From Now That’s Wild: capybara at the spa
From Jesus of the Day:
From Masih. Now here’s something intriguing. I wonder if they’re using a gas, or if this isn’t even an attack (I suspect it is). Be sure to expand the text:
For about three months, schoolgirls in different cities of Iran, especially in the city of Qom, have been facing symptoms of poisoning after inhaling a smell similar to the smell of fruit. Many of them were taken to the hospital.
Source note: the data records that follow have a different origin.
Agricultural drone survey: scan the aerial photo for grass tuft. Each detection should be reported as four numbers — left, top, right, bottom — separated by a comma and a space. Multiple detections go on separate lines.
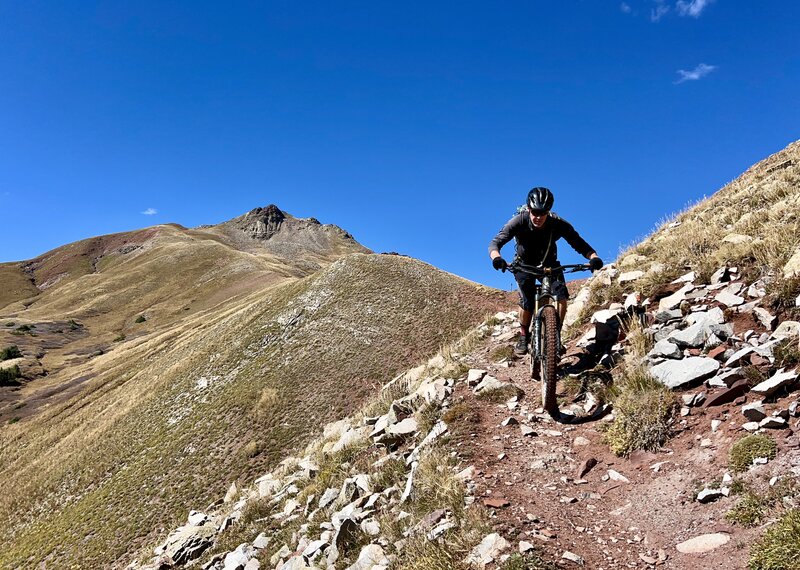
603, 367, 678, 457
749, 509, 800, 570
725, 491, 764, 528
729, 434, 778, 473
0, 344, 22, 361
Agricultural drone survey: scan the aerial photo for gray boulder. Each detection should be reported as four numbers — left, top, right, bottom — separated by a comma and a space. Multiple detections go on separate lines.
752, 368, 797, 397
647, 339, 683, 358
650, 356, 719, 389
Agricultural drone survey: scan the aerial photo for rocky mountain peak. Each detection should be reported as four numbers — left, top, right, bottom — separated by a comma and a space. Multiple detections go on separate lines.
230, 204, 287, 240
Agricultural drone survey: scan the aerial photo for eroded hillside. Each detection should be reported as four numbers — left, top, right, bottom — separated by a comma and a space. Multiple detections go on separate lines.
0, 207, 499, 567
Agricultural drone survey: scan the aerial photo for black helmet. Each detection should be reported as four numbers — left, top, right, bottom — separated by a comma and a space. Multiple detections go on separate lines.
528, 186, 553, 211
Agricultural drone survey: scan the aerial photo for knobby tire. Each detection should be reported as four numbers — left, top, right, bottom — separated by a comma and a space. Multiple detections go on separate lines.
540, 305, 558, 414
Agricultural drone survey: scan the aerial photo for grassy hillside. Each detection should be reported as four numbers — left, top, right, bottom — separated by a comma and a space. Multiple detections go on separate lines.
584, 141, 800, 324
0, 253, 499, 567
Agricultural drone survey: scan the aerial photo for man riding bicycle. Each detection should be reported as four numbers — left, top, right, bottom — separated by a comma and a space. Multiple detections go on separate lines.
489, 186, 603, 355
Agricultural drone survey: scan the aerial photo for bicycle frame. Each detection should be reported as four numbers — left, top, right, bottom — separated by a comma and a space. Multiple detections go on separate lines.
508, 261, 589, 360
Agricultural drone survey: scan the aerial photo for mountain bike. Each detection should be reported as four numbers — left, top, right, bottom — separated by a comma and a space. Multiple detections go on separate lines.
508, 261, 589, 414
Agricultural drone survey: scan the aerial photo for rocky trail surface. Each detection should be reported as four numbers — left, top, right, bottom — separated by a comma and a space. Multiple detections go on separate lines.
134, 267, 800, 570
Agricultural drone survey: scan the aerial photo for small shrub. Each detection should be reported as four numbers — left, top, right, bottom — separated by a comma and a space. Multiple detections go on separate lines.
730, 434, 778, 473
603, 367, 678, 457
485, 315, 503, 327
773, 336, 800, 368
767, 276, 800, 312
400, 535, 456, 570
491, 346, 514, 362
241, 440, 265, 459
725, 491, 765, 528
478, 384, 518, 404
416, 404, 441, 434
0, 364, 22, 386
742, 365, 767, 387
749, 509, 800, 570
410, 448, 465, 516
0, 344, 22, 360
370, 457, 407, 491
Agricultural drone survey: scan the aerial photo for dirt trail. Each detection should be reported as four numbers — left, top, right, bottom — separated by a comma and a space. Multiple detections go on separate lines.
454, 322, 800, 570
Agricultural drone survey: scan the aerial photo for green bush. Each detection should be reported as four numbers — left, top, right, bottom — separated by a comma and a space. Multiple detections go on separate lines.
0, 344, 22, 360
0, 364, 22, 386
749, 509, 800, 570
603, 368, 678, 457
730, 434, 778, 472
725, 492, 765, 528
— Masih Alinejad 🏳️ (@AlinejadMasih) February 24, 2023
From Richard Dawkins, now in New Zealand for a couple of days. Given his issues with teaching Mataurangi Maori as science, there’s going to be big trouble:
Landed in Auckland. Looking forward to my conversation with Michael Goldwater (@mjgoldwater) at Kiri Te Kanawa Theatre tomorrow, 25 Feb, 7.30pm. I expect we will cover the controversy over science education in NZ.
Tickets here: https://t.co/MZlxGH6w5J
— Richard Dawkins (@RichardDawkins) February 24, 2023
From Gravelinspector, a very old duck mosaic:
Ancient Greek word of the day:
νηττα, -ης f. (netta) = duck 🦆
Byzantine Mosaic of a Duck, c. 530 AD, from Taucheira Palace Church.
— Digital Maps of the Ancient World (@DigitalMapsAW) February 13, 2023
From Simon, who adds, “Will Dems go harder on crime before the next presidential election? I note that it’s a big issue in the Chicago mayoral race. Things like this might also provide a shove.” Craig votes as a Democrat, and represents Minnesota’s 2nd Congressional district:
“I got attacked by someone who the District of Columbia has not prosecuted fully over the course of almost a decade, over the course of 12 assaults before mine that morning”: @RepAngieCraig is calling for changes to prevent known criminals from targeting new victims. pic.twitter.com/Q391z6UBtA
— CBS Mornings (@CBSMornings) February 14, 2023
From both Matthew and Dom. Matthew says, “I bet the poor mantis felt better.” Oy!
Hi so this is the horsehair worm, a host specific parasite for the praying mantis.
If this isn’t disgusting enough y’all should know that these worms affect their perception of horizontal light (think the light that’s reflected off water) which causes them to jump in and drown https://t.co/ji2Sy6lTjg
— brand new whipworm, just hopped in (@microsama_) February 24, 2023
From the Auschwitz Memorial, a 12-year-old Jewish boy gassed upon arrival.
25 February 1931 | A German Jewish boy, Gert Wolfgang Schönfeld, was born in Berlin.
— Auschwitz Memorial (@AuschwitzMuseum) February 25, 2023
Two more tweets from Matthew:
Look at this spider (identified in tweet). There are two pairs of eyes on its head horn, and its palps (the two in front) are very complex. Read more about it here.
Occasionally, a creature emerges from the leaf-litter that is so weird, if it were a reconstruction or a drawing, you'd think it was fabricated.
A male🕷️collected from a Charnwood woodland, Leicestershire: Walckenaeria acuminata. Check out his👀👀👀👀 pic.twitter.com/41kd8Vg4n7
— Richard Wilson (@ecology_digest) February 6, 2023
Why didn’t Mayor Pete figure this out?